On 10 November, naval forces from the UAE, Bahrain, Israel and the United States began five days of joint naval exercises in the Red Sea.
They were the first publicly acknowledged joint naval operations between the four countries ever since the UAE and Bahrain normalised ties with Israel in 2020, under US sponsorship.
Shoshanna told Israel HaYom that the military exercises followed Israel’s transfer from the US military’s European Command (EUCOM) to its Central Command (CENTCOM), which handles combat operations in the Middle East.
"Putting Israel under CENTCOM is very dramatic, because that is the command that is responsible for dealing with the Iranian threat … CENTCOM has identified Iran as a main threat,” he said.
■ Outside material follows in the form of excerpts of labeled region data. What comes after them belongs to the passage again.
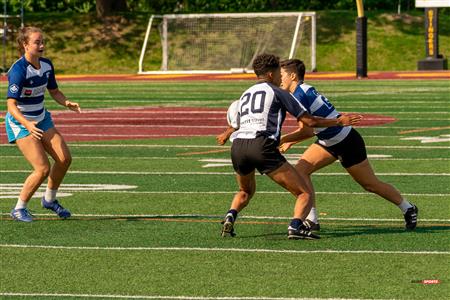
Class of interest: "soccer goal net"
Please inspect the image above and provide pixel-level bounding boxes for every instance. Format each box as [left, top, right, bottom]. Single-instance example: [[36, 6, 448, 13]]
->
[[138, 12, 316, 74]]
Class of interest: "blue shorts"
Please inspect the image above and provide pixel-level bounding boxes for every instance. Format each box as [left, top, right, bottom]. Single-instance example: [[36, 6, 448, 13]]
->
[[5, 110, 55, 144]]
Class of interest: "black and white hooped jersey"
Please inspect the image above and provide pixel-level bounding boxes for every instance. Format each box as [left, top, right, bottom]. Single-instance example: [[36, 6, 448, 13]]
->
[[294, 83, 352, 147], [7, 56, 58, 122], [230, 82, 306, 141]]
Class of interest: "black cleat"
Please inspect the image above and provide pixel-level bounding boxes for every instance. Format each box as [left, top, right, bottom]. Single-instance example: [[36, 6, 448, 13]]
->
[[403, 204, 419, 230], [303, 219, 320, 231], [221, 214, 236, 237], [288, 225, 320, 240]]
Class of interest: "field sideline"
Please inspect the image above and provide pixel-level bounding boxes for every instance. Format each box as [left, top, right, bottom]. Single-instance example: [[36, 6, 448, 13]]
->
[[0, 78, 450, 300]]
“This is its worst-case scenario, and it is preparing itself to take action against Iran just like we are preparing ourselves in light of our own worst-case scenarios."
Shoshanna added that Israel’s normalisation agreements with Bahrain and the UAE, which were widely condemned in the Arab world, allowed greater military cooperation and operations which were previously secret to take place in the open.
“Because of the normalization agreements, we are building more advanced capabilities. Things that happened in secrecy until less than a year ago are now public," he said.
"An opportunity has been created to build a regional net and military capability to confront Iran."